In The Politics of Autism, I discuss the issue's role in presidential campaigns. In this campaign, a number of posts have discussed Trump's support for the discredited notion that vaccines cause autism. In September, I wrote at The Hill:
Trump is hardly the first politician to spout misinformation – but in this case, it is downright dangerous. If parents take him seriously and delay vaccinations, their children could catch the diseases that the vaccines prevent. And some of these diseases can be deadly.Betsy Woodruff reports at The Daily Beast:
Republicans are more skeptical of vaccine science than we may have previously realized—and Donald Trump may bear some of the blame.
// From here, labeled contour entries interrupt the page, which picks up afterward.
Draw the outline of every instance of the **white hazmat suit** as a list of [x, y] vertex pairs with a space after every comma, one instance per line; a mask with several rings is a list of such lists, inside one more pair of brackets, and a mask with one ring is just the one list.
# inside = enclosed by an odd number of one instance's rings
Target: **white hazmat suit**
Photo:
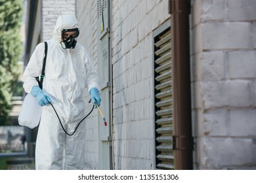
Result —
[[[63, 29], [79, 28], [73, 15], [58, 17], [53, 39], [47, 41], [48, 53], [43, 91], [51, 100], [66, 130], [71, 133], [85, 114], [85, 88], [99, 90], [99, 78], [84, 47], [76, 44], [74, 49], [62, 48]], [[30, 93], [38, 86], [35, 77], [41, 75], [45, 56], [45, 44], [35, 48], [22, 80]], [[86, 104], [87, 103], [87, 104]], [[87, 113], [88, 111], [86, 112]], [[36, 169], [83, 169], [84, 165], [85, 122], [73, 136], [66, 135], [50, 105], [43, 107], [36, 148]]]

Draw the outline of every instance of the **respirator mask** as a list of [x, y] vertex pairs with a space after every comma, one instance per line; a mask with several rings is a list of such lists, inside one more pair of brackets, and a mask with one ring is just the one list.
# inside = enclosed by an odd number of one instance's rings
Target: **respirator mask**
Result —
[[60, 45], [64, 49], [75, 48], [76, 41], [75, 38], [79, 35], [78, 28], [64, 29], [61, 32], [62, 41]]

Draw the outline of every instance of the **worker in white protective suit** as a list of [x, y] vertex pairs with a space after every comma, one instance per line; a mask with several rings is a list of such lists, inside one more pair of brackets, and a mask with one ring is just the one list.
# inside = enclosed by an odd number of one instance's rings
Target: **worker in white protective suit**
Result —
[[83, 169], [85, 123], [81, 124], [74, 135], [67, 135], [49, 105], [54, 106], [68, 132], [74, 131], [86, 114], [88, 101], [85, 101], [85, 92], [89, 92], [93, 103], [100, 105], [98, 76], [84, 47], [76, 43], [79, 34], [74, 16], [59, 16], [53, 39], [47, 41], [43, 90], [35, 77], [42, 71], [43, 42], [36, 46], [22, 78], [25, 91], [43, 106], [36, 142], [36, 169]]

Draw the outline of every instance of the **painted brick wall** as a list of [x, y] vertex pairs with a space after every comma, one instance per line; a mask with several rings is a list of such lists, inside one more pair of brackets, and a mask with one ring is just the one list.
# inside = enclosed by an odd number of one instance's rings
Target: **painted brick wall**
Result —
[[152, 30], [168, 1], [112, 1], [114, 159], [116, 169], [154, 169]]
[[[77, 42], [83, 45], [90, 55], [95, 67], [97, 61], [96, 11], [97, 1], [76, 0], [75, 15], [80, 26], [80, 35]], [[89, 100], [87, 93], [86, 100]], [[89, 111], [91, 105], [88, 105]], [[86, 136], [85, 139], [85, 169], [98, 169], [98, 141], [97, 110], [95, 110], [85, 120]]]
[[256, 1], [192, 1], [195, 163], [256, 168]]
[[42, 0], [42, 41], [52, 39], [58, 17], [75, 14], [75, 0]]

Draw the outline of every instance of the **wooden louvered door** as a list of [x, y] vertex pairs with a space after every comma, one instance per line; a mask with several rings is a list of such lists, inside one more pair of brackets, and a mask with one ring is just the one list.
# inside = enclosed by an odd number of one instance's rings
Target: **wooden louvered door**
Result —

A new study, conducted for The Daily Beast by a researcher at Washington State University, found a relationship between Republican party affiliation and anti-vaccine sentiment. Survey participants who didn’t plan to vaccinate themselves or their families most often named Donald Trump as a public figure they thought shared their views.
Researchers ran an internet survey of 400 people in the United States on June 29 using Amazon’s Mechanical Turk. It’s a tool academics commonly use to survey large numbers of people, including those researching political psychology, consumer behavior, and social psychology. Participants answered one series of questions on their intentions to vaccinate themselves and their families, and another on their political views. Half the participants got the vaccine questions first, and the other half got the political questions first. After answering those questions, participants were asked to name public figures who they thought shared their views on vaccines.
SUNY-Albany marketing professor Ioannis Kareklas and Washington State University Ph.D. candidate T.J. Weber analyzed the data. They found that 25 percent of respondents affiliated with the Republican Party said it was more likely they would not vaccinate themselves and their families than that they would. Meanwhile, 15 percent of respondents who identified with the Democratic Party gave the same answer.
And Trump’s supporters were substantially more likely to have a negative view of vaccines than Hillary Clinton’s. Of the respondents who said they would vote Trump, 23 percent said they were unlikely to get vaccinated. Of the pro-Clinton respondents, 13.5 percent felt the same way.